In 1913 he was recalled to his own country and appointed teacher at St. John’s School in Montreal. There he remained only four years. In 1917, he was named chaplain at the Hotel Dieu in Montreal. At that time he began to fulfill, either for the Hospital Nuns of St. Joseph or for the sick, a very fruitful ministry, carried out with evangelical gentleness, with peaceful influence, with very simple devotion, and with exquisite goodness. It was hard to find a confrere who gave more the impression of being a man of God, absorbed in his religious duties, very pious, living an interior life, very calm and at the same time very intense; and to find, at the same time, a confrere more delicately courteous, and more charmingly cordial. In his company, one felt himself safe and one had the all but certainty that this Sulpician never was able to deal with anyone without doing him good.

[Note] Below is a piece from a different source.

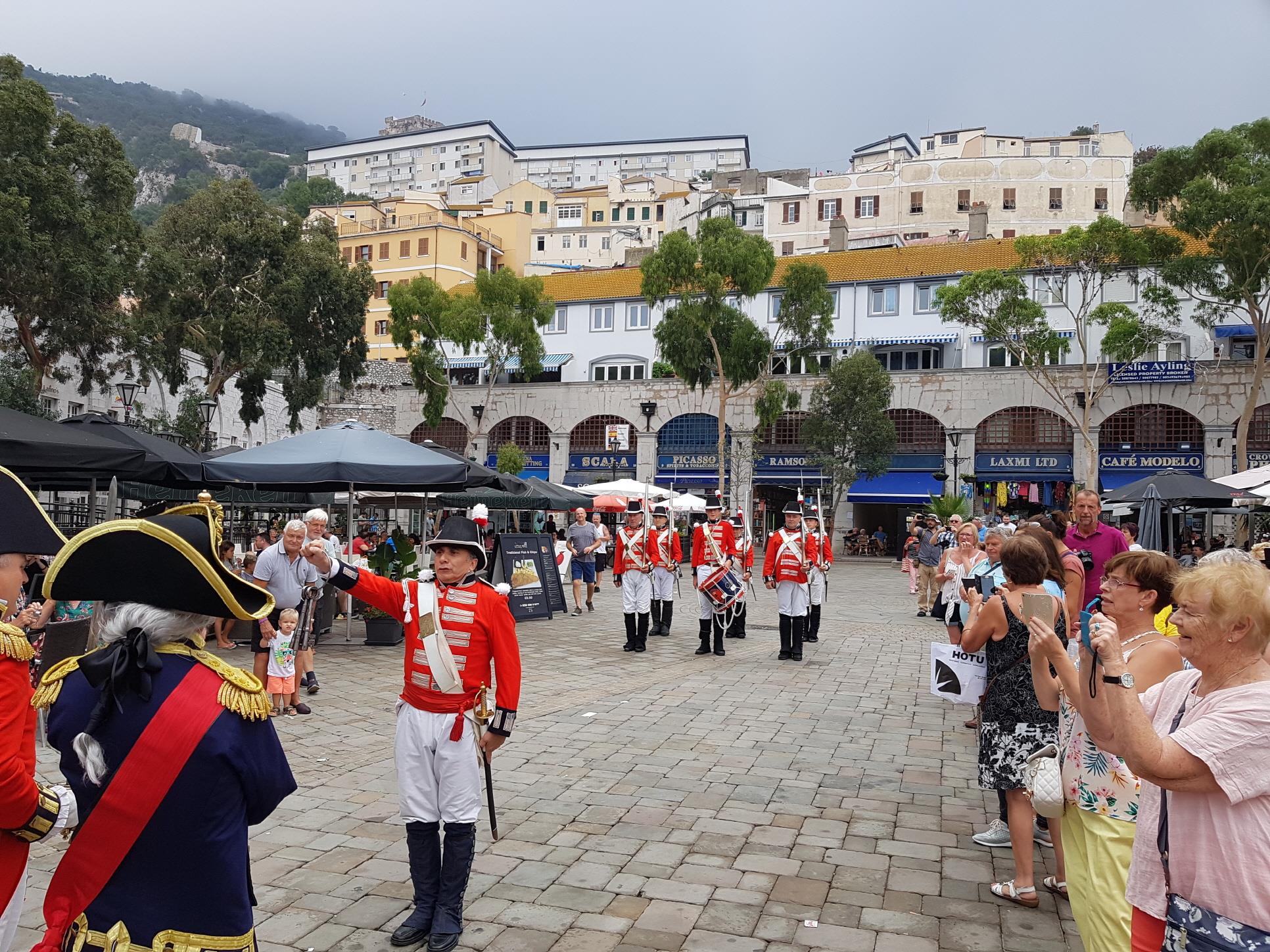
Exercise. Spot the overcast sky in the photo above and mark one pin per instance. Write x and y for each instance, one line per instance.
(808, 81)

In 1932, the year of the canonical visitation, Father Bernard was already an old man. He was beginning to suffer the pains, always pitiable, which are often the fate of the old. There were times when it was pretty clear that these pains were torturing him. However, in every circumstance, he always kept his untiring patience and the most perfect composure.
Thereafter the venerable chaplain took his retirement at the Hotel Dieu itself, where he lived a community life with his successors. In 1938, much worn out, he was forced to agree to submit to the life of the sick. He received constant and devoted care from the St. Joseph nuns, for whom he had so long been chaplain. It was at the Hotel Dieu that he gave his soul to God in June or July, 1940. . . .
I recommend to your prayers the six confreres whose lives I have just outlined.
Please accept, Fathers and dear confreres, the expression of my fraternal affection in Our Lord.